I also spoke to the Employee Assistance Program, and set up some counseling sessions, even though I was feeling great. Way to go for practicing self-care, Barb! I felt really mature and well balanced.

In fact, I spoke to a couple of professionals who thought I was probably over the worst of it. But my therapist told me, cautiously, that I’d probably experience ups and downs for quite some time. There’s a reason she makes the big bucks.

Again, that night, I slept well. I was rested the next day, but a little subdued. Nothing major. Just kind of bleh.

And then that afternoon I started to shake uncontrollably. I wasn’t cold. I was just suddenly overwhelmed. It hit me like a ton of bricks. I had several semi-urgent things on my to-do list, but it was painfully obvious that I was in no shape to deal. I just… I shut down.

I kind of checked in with myself, and what I got was: I’m afraid. I feel out of control. Everything feels so fragile, like a soap bubble. I’m so exhausted that the air feels like the consistency of chocolate pudding. Everything takes more effort than normal. I just want to be left alone.

Which is kind of good because after that first day, most people stopped following up with me. They were over it. It was an awkward conversation. Life goes on. But I still felt, and still feel to this day, that I need someone to hold me while I cry, and that someone can’t seem to be found.

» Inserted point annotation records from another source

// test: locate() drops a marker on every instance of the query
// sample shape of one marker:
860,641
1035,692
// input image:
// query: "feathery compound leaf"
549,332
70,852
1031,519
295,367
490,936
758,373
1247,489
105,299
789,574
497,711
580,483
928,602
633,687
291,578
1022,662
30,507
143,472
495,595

Yes, there’s therapy in my future, and yes, I’ll learn to cope with my new reality. I know this because it’s not the first traumatic thing that’s ever happened to me. I hope it’s the last, but I kind of doubt it. I am also well aware that things are cyclical. I’ll have good days and bad days.

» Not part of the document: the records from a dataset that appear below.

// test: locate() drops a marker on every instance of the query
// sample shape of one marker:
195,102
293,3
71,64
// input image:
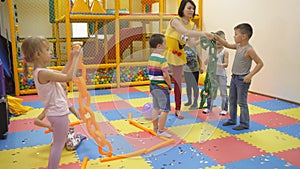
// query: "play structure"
116,42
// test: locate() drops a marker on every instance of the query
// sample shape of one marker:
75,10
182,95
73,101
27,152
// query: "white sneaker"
223,112
163,134
205,111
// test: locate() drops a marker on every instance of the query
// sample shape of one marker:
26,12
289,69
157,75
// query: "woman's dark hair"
182,6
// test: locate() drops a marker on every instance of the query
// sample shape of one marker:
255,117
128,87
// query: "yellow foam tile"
105,98
33,157
28,115
139,102
123,126
98,117
143,88
199,132
133,162
293,113
270,140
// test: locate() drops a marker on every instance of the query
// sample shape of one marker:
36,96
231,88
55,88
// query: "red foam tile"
212,116
29,98
257,98
228,149
124,90
273,119
105,128
291,156
115,105
23,125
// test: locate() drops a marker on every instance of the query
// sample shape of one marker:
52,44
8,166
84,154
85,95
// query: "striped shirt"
156,66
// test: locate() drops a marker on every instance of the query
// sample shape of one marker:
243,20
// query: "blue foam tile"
172,120
34,104
253,126
292,130
275,105
184,156
121,114
99,92
261,162
89,148
133,95
25,139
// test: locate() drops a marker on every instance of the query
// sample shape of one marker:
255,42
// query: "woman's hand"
209,35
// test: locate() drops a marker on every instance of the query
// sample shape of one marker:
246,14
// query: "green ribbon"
210,82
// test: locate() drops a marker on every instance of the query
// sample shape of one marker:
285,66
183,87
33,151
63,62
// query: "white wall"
4,20
276,36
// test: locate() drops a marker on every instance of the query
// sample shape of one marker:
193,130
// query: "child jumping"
221,76
160,84
48,84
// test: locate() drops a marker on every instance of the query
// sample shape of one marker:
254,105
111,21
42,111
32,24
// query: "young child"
72,140
39,120
241,74
48,84
191,75
221,75
160,84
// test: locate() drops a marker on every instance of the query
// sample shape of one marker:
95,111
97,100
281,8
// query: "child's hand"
209,35
50,127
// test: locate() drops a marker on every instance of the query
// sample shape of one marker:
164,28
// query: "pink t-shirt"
52,96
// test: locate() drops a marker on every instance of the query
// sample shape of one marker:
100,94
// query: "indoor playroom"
113,126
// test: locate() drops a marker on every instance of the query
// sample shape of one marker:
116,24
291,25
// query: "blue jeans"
222,83
238,95
160,98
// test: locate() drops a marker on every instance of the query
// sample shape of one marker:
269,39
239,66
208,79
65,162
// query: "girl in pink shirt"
36,50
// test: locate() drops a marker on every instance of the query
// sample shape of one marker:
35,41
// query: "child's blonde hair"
29,48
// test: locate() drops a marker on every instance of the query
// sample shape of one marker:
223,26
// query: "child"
37,51
160,84
191,75
241,74
221,75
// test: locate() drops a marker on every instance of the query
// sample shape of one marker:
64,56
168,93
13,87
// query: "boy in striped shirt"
160,84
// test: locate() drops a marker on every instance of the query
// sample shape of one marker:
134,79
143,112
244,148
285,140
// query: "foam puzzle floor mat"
199,140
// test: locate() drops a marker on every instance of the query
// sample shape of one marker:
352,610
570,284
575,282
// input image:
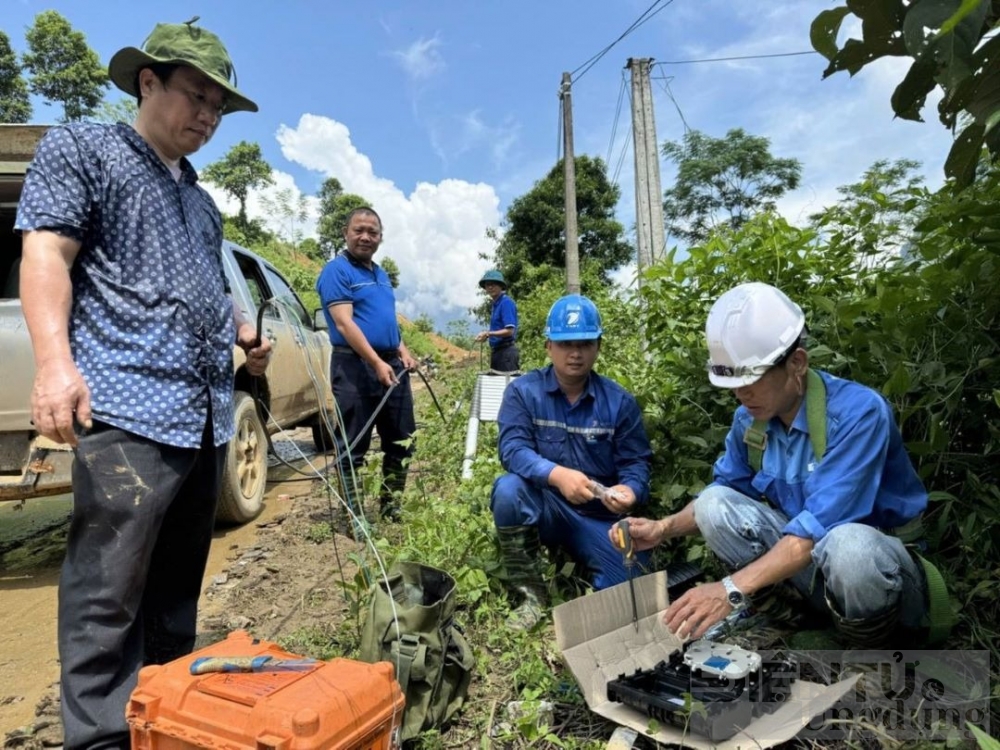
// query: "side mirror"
319,320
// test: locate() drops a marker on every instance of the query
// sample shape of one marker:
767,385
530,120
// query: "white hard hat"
748,329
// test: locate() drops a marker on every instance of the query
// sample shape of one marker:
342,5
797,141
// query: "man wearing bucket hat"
815,490
132,326
504,356
577,454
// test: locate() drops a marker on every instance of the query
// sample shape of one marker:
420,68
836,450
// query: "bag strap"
406,650
755,436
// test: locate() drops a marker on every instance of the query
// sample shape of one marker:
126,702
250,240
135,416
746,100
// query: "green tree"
878,213
63,67
289,211
241,170
533,245
334,207
459,332
123,110
945,40
15,106
310,248
424,323
723,182
391,270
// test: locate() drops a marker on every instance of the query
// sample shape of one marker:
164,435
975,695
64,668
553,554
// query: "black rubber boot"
393,484
521,548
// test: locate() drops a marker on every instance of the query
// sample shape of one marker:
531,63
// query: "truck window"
250,271
281,289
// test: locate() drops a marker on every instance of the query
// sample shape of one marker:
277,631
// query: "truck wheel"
245,477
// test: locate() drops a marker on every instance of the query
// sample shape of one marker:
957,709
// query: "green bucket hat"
181,44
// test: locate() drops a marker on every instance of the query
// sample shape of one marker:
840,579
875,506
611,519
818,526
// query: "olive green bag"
410,624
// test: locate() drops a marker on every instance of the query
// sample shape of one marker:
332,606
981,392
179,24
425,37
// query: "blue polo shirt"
601,434
151,326
344,280
503,315
865,475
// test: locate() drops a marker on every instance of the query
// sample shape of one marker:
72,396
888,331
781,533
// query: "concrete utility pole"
569,173
648,193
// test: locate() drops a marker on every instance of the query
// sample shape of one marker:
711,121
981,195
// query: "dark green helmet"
495,276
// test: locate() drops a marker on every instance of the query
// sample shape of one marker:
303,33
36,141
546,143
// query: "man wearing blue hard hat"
578,457
504,356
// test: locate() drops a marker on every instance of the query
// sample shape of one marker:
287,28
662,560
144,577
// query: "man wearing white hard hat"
812,485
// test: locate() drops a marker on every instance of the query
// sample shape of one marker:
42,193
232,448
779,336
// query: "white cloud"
435,234
422,59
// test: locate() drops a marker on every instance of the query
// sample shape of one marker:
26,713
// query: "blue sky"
442,112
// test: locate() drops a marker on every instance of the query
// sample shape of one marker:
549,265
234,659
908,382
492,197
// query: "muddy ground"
276,577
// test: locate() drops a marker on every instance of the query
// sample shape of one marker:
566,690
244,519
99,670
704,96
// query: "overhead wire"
614,127
735,58
647,15
665,84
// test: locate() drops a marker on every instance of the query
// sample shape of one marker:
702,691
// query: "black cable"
614,127
646,16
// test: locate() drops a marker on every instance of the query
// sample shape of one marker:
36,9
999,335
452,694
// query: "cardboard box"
599,642
342,704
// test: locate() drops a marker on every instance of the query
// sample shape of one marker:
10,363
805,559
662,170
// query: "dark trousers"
143,514
358,394
505,358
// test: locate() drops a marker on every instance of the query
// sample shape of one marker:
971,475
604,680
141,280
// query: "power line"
625,143
614,128
665,83
740,57
646,16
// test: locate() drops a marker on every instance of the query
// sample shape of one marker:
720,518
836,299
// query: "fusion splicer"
733,686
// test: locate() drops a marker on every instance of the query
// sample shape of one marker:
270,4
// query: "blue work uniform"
601,435
504,354
864,484
865,476
345,280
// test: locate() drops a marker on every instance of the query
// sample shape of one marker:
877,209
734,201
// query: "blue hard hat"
493,276
573,318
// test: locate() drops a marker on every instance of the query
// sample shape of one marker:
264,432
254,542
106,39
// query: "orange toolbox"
340,703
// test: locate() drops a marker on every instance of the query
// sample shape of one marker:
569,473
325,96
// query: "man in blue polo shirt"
504,356
776,511
368,358
564,428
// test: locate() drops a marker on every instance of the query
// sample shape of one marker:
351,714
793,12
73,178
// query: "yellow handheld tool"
210,664
623,540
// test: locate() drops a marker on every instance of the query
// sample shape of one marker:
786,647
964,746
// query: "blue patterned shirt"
151,327
865,475
601,434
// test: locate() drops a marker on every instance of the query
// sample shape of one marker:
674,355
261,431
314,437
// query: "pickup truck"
294,391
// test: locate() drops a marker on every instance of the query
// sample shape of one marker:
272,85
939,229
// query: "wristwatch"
736,598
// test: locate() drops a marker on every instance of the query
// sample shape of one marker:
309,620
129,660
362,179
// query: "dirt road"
31,548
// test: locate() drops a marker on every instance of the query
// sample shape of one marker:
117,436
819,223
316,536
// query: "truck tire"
245,477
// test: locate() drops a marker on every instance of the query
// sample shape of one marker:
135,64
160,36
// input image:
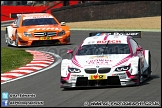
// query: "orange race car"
36,29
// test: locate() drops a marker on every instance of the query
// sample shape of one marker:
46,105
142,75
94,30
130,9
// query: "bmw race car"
32,29
107,59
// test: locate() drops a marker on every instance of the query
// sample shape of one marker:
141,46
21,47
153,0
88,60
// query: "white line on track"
59,59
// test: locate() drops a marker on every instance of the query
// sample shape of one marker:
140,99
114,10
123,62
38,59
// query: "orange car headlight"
27,34
61,33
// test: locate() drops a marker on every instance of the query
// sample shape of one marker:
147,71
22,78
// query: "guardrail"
6,23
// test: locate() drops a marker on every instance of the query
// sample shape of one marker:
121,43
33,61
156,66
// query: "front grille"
45,33
104,70
90,70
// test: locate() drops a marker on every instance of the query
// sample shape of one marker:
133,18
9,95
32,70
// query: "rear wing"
134,34
15,15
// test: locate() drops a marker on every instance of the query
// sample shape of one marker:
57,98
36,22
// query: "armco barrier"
106,10
6,10
6,23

Perhaps it’s the awareness of the cycles of life that have always prevented me from making the horrible choice that the jumper did. No matter how bad things get, even when the loneliness is so bad it’s physically painful, I know that eventually the pendulum shifts in the other direction.

That, and I could never put someone through what that jumper has put the witnesses, the first responders, and his loved ones through. Never. Not ever.

Having said that, though, I hope he has found the peace that seems to have eluded him in life.